OpenShift Operator

The Operator installs and manages development tools and production AI deployments in an OpenShift cluster. It enables easy deployment and management of AI inference services by creating ModelServer resource.

The Operator also integrates with the JupyterHub Spawner in Red Hat OpenShift Data Science and Open Data Hub. See detailed instructions below.

Install the Operator

In the OpenShift web console navigate to OperatorHub menu. Search for “OpenVINO” and select “OpenVINO™ Toolkit Operator”. Then, click the Install button.

Deploy the Operator

From the OpenShift Console

Once you have installed the Operator in OpenShift, you can manage it using the web console. Navigate to Installed Operators and click Create ModelServer or Create Notebook.

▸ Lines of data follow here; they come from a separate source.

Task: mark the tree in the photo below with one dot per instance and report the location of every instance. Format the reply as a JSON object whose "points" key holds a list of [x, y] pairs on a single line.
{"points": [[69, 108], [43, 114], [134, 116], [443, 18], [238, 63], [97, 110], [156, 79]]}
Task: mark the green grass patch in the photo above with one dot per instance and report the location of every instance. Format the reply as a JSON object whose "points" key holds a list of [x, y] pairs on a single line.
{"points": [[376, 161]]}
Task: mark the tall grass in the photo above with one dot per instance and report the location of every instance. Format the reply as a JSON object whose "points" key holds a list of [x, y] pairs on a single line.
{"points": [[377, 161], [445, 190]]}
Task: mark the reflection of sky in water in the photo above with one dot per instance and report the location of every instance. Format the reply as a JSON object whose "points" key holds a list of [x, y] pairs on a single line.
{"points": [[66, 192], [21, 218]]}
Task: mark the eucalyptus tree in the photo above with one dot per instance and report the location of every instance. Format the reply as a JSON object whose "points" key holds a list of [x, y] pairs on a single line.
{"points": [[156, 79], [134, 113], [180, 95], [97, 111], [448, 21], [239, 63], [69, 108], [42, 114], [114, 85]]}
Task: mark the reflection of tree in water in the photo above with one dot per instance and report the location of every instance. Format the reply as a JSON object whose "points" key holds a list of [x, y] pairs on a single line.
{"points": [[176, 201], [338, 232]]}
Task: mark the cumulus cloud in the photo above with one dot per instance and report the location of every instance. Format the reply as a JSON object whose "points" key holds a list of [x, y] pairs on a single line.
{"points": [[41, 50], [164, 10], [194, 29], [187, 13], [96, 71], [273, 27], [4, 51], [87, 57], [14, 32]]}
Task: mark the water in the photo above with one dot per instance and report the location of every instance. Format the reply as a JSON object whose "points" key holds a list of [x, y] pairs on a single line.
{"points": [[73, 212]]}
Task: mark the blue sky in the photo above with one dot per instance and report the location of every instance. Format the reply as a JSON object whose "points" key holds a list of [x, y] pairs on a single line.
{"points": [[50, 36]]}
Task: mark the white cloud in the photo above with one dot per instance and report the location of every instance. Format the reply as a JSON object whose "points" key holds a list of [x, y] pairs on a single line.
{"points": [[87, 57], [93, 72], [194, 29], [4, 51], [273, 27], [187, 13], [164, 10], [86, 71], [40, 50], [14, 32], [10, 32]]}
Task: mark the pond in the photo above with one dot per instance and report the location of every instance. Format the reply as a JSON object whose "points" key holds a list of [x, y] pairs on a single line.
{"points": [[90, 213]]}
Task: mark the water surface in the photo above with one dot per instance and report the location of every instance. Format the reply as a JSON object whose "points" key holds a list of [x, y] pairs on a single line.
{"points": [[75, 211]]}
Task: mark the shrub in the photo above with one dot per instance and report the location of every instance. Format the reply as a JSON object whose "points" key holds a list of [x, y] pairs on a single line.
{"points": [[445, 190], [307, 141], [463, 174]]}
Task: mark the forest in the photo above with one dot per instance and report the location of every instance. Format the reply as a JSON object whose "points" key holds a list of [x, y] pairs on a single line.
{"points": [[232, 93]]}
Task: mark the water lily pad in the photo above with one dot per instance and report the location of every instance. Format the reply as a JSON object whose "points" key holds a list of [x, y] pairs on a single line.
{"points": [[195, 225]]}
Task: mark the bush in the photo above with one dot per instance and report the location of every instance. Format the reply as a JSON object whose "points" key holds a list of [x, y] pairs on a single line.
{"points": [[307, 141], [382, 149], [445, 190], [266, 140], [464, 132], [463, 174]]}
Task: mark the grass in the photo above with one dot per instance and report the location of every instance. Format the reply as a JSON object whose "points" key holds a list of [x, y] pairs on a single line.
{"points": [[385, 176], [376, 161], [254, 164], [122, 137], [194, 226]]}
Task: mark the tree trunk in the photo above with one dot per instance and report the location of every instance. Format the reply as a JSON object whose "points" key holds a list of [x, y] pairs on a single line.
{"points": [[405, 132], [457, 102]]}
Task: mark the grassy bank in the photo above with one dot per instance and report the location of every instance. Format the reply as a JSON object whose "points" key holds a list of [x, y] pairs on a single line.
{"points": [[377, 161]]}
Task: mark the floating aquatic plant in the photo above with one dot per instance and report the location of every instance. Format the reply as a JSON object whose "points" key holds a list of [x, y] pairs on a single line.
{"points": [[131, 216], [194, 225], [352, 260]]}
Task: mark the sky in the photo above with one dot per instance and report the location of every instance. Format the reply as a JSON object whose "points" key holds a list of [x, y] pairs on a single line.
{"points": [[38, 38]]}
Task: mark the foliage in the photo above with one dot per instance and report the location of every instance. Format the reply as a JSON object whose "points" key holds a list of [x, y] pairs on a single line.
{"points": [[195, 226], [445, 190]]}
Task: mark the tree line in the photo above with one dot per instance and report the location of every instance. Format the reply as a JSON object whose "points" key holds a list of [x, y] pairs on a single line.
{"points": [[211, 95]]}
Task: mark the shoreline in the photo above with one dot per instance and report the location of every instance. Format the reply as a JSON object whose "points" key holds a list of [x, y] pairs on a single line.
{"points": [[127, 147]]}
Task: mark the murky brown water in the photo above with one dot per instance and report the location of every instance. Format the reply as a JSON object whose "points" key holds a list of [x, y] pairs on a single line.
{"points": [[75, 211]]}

Create a ModelServer Resource

After selecting Create ModelServer you will see the template for creating a deployment configuration. A few parameters will be provided by default, including the following:

Parameter

Description

kind

set to ModelServer , which is the type of resource being deployed.

name

unique name of the deployment , which can be modified. model-server-sample is provided as an example.

namespace

this will default to the current namespace in your cluster

aws_access_key_id , aws_secret_access_key , aws_region

optional parameters should be configured only when using AWS S3 storage as your AI model repository.

batch_size

by default, batch size is derived from the model. Leave blank unless you wish to modify the default.

file_system_poll_wait_seconds

time interval in seconds between checking for new versions of AI models. Setting to 0 disables automatic version updates.

gcp_creds_secret_name

optional parameter should only be configured when using Google Cloud Storage as your AI model repository. The secret should be created as a GCP credentials JSON file.

grpc_port

required parameter defines the service port for the gRPC interface . 8080 is the default port, but it can be modified if needed.

https_proxy

optional parameter used only when a proxy is required to download models from a remote repository.

image_name

required parameter defines container registry for the OpenVINO Model Server image. By default openvino-model-server:latest is pulled, but latest can be replaced with a specific release version like 2021.3-gpu .

log_level

required parameter defines the log level. By default, the level is set to INFO with ERROR (errors only) and DEBUG (verbose) available as alternatives.

model_name

parameter used only when starting a ModelServer with a single AI model. The example provided uses resnet but this can be changed to describe your custom model. The parameters config_configmap_name and config_path are not used when this parameter is set.

model_path

parameter used only when starting ModelServer with a single AI model. For locally accessible storage, use models_path/model_name and for cloud storage s3://bucket/models/model or gs://bucket/models/model . For more information, see Cloud Storage Requirements . The parameters config_configmap_name and config_path are not used when this parameter is set.

model_version_policy

required parameter defines the version of AI models to serve. By default, the latest version is served. For other options, please see Model Version Policy documentation.

models_volume_claim

optional parameter should be defined only when using a persistent volume as your AI model repository. The Persistent Volume Claim (PVC) must be in the same namespace as this ModelServer resource.

plugin_config

parameter defines device plugin configuration for performance tuning. For automatic tuning, set to {"CPU_THROUGHPUT_STREAMS":"CPU_THROUGHPUT_AUTO"} .

replicas

this required parameter defines the number of replicas for this ModelServer deployment.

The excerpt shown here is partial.